Sunday, January 7, 2018

the road to the wicked city - 3. the flowerseller's dream


by jeremy witherington

for previous episode, click here

to begin at the beginning, click here





the flowerseller dreamed he was back at school with the mountebank, and they had resolved to murder the headmaster, mr shakespeare.

the mountebank and the flowerseller were best friends and they had had their hearts set on playing the lead roles in the school play of romeo and juliet.

even though it was a stupid play written by mister shakespeare himself, and not nearly as good as the play the mountebank had written, entitled lancelot and guinevere.

the mountebank was going to be the greatest poet and playwright the world had ever known, and the flowerseller was going to be the greatest actor and actress.

but now this fool, this mediocrity of a country schoolmaster, was bent on shattering their dreams before they could even begin to blossom!

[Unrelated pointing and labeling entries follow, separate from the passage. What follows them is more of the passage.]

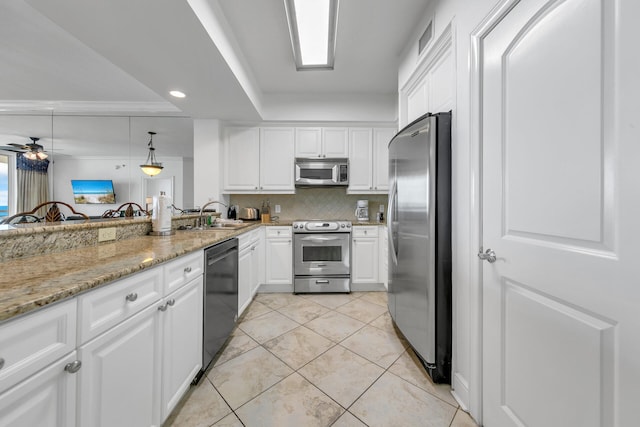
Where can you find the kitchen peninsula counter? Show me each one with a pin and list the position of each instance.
(29, 283)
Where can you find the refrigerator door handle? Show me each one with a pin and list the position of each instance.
(393, 199)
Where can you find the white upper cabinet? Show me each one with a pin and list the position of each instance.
(360, 159)
(258, 160)
(368, 160)
(241, 159)
(380, 173)
(322, 142)
(335, 142)
(276, 159)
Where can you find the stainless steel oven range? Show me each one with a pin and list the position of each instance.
(321, 256)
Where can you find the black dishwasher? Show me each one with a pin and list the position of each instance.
(220, 298)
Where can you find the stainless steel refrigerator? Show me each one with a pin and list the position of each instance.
(419, 224)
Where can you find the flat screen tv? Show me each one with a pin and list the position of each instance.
(93, 191)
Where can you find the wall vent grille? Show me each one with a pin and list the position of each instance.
(425, 38)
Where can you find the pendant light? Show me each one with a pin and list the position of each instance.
(151, 167)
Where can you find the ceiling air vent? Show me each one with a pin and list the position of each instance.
(425, 38)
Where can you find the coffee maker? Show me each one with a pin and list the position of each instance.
(362, 210)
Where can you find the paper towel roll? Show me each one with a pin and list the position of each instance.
(161, 216)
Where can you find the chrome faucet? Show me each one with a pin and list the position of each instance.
(200, 222)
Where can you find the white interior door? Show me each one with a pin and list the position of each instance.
(561, 208)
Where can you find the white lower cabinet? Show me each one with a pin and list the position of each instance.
(47, 398)
(364, 254)
(249, 266)
(120, 355)
(181, 342)
(120, 377)
(278, 258)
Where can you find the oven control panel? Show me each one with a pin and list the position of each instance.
(321, 226)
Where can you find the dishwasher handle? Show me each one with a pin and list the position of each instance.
(213, 258)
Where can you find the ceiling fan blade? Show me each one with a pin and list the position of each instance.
(20, 146)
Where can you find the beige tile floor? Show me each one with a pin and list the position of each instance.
(318, 360)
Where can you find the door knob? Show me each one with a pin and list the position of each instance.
(488, 255)
(73, 367)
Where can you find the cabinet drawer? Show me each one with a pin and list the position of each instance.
(30, 343)
(104, 308)
(248, 238)
(272, 232)
(364, 231)
(182, 270)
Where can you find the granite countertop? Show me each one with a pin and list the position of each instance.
(29, 283)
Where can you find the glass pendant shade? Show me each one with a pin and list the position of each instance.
(151, 167)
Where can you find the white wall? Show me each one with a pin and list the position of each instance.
(126, 177)
(207, 162)
(463, 16)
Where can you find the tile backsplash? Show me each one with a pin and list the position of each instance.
(313, 203)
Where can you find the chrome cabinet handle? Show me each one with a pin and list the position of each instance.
(73, 367)
(167, 304)
(488, 255)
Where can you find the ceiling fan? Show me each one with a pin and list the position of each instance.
(32, 150)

not only was he insisting on putting on his own wretched play instead of the mountebank’s masterpiece, but he had given the lead roles to the two coolest kids in school, the scarlet pimpernel and christopher “kit” marlowe. two talentless pretty boys!

the mountebank and the flowerseller resolved to murder mr shakespeare even if it meant their own ruination.

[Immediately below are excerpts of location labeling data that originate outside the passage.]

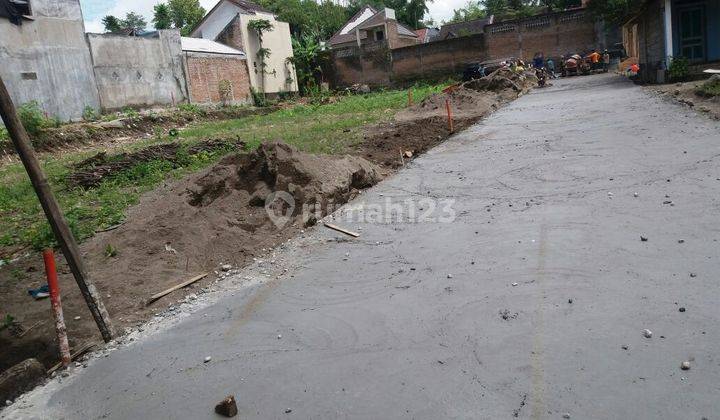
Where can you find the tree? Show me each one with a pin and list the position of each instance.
(615, 12)
(112, 24)
(260, 26)
(473, 10)
(134, 21)
(162, 18)
(186, 14)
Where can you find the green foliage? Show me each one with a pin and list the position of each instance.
(34, 119)
(132, 21)
(615, 12)
(129, 112)
(110, 251)
(307, 59)
(162, 18)
(112, 24)
(679, 69)
(709, 89)
(90, 114)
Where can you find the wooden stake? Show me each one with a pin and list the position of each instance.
(55, 217)
(176, 287)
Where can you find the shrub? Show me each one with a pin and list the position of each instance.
(90, 114)
(33, 118)
(709, 89)
(679, 69)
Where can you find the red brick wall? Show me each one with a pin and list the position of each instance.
(205, 71)
(552, 34)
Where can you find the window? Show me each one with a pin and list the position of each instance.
(22, 6)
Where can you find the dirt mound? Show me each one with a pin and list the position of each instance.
(424, 125)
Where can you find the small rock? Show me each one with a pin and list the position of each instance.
(227, 407)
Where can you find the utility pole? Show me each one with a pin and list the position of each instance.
(55, 217)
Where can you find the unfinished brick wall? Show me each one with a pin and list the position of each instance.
(206, 71)
(437, 59)
(553, 34)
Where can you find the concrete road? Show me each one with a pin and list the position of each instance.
(531, 303)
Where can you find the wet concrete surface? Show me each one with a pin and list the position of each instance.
(531, 303)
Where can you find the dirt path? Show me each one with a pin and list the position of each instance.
(523, 295)
(218, 217)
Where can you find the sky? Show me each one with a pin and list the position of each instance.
(94, 10)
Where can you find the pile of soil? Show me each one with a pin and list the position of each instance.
(221, 215)
(425, 125)
(686, 94)
(190, 227)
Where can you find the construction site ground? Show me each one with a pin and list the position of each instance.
(565, 266)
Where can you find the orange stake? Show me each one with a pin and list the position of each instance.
(54, 286)
(450, 124)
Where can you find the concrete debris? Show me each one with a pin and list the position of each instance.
(227, 407)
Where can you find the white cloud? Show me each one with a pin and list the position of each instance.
(95, 10)
(441, 10)
(121, 7)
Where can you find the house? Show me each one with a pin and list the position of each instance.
(372, 27)
(673, 28)
(426, 35)
(215, 72)
(460, 29)
(44, 56)
(227, 23)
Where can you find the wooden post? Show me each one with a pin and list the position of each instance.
(57, 221)
(449, 110)
(56, 304)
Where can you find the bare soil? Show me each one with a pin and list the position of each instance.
(219, 216)
(685, 93)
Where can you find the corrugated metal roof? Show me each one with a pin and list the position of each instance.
(207, 46)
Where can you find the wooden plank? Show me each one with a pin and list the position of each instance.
(176, 287)
(79, 352)
(341, 230)
(55, 217)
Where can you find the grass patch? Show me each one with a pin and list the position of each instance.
(710, 88)
(312, 128)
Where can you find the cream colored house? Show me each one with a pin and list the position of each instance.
(227, 23)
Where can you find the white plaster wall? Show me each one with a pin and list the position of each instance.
(54, 49)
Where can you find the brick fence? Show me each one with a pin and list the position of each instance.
(554, 34)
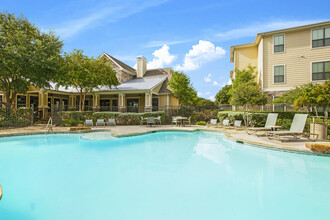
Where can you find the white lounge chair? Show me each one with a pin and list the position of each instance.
(159, 120)
(188, 121)
(150, 121)
(213, 122)
(296, 130)
(111, 121)
(174, 121)
(88, 122)
(100, 122)
(143, 120)
(237, 124)
(270, 123)
(225, 123)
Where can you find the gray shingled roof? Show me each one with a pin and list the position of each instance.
(138, 84)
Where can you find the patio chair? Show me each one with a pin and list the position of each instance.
(213, 122)
(88, 122)
(100, 122)
(270, 123)
(159, 120)
(174, 121)
(188, 121)
(143, 120)
(150, 121)
(225, 123)
(111, 121)
(296, 130)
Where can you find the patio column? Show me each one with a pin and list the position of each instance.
(148, 102)
(96, 102)
(121, 103)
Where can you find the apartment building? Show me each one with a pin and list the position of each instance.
(287, 58)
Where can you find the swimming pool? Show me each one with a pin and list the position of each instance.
(163, 175)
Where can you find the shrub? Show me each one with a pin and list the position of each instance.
(201, 123)
(204, 115)
(74, 118)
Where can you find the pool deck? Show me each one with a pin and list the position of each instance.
(238, 135)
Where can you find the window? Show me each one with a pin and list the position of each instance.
(321, 37)
(21, 101)
(279, 43)
(279, 74)
(154, 104)
(321, 71)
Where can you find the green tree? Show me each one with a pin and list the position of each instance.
(204, 102)
(224, 95)
(27, 56)
(182, 88)
(245, 90)
(86, 74)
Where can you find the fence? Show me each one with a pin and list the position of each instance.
(19, 117)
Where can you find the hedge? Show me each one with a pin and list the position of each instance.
(74, 118)
(20, 118)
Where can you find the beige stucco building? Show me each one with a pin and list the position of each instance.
(287, 58)
(140, 90)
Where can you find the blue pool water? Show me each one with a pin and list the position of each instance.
(165, 175)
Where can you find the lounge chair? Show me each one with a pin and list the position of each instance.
(188, 121)
(237, 124)
(100, 122)
(213, 122)
(111, 121)
(174, 121)
(88, 123)
(159, 120)
(150, 121)
(296, 130)
(270, 123)
(225, 123)
(143, 120)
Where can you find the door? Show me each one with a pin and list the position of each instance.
(114, 106)
(132, 105)
(154, 104)
(104, 105)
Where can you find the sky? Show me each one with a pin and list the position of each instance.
(187, 35)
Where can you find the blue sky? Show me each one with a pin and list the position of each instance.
(191, 36)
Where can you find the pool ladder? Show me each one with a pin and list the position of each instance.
(49, 126)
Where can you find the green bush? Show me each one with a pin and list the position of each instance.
(201, 123)
(74, 118)
(20, 118)
(204, 115)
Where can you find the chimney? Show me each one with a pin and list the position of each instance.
(141, 66)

before they even began to devise a plan for the murder, they wrote and memorized speeches to make on the gallows.

the mountebank’s speech was in sonorous prose, the flowerseller’s in sprightly couplets.

when they finished reading them to each other they realized they were hungry, and decided to visit mrs white, the cook, in the kitchen.

mrs white usually lent them a friendly ear, and let them sample her famous chocolate biscuits fresh out of the oven. and if she was not baking biscuits, she let them scrounge a ham or a beefsteak.

the mountebank and the flowerseller began to descend the long, winding, narrow stairs down to the kitchen.

the staircase was also the north sea, and they met many intrepid adventurers, pirates, whales, and walruses on their way, all of whom wanted to stop for a bit of gossip about school politics - in which mr shakespeare never appeared to good advantage - and about the coming racing season at ascot.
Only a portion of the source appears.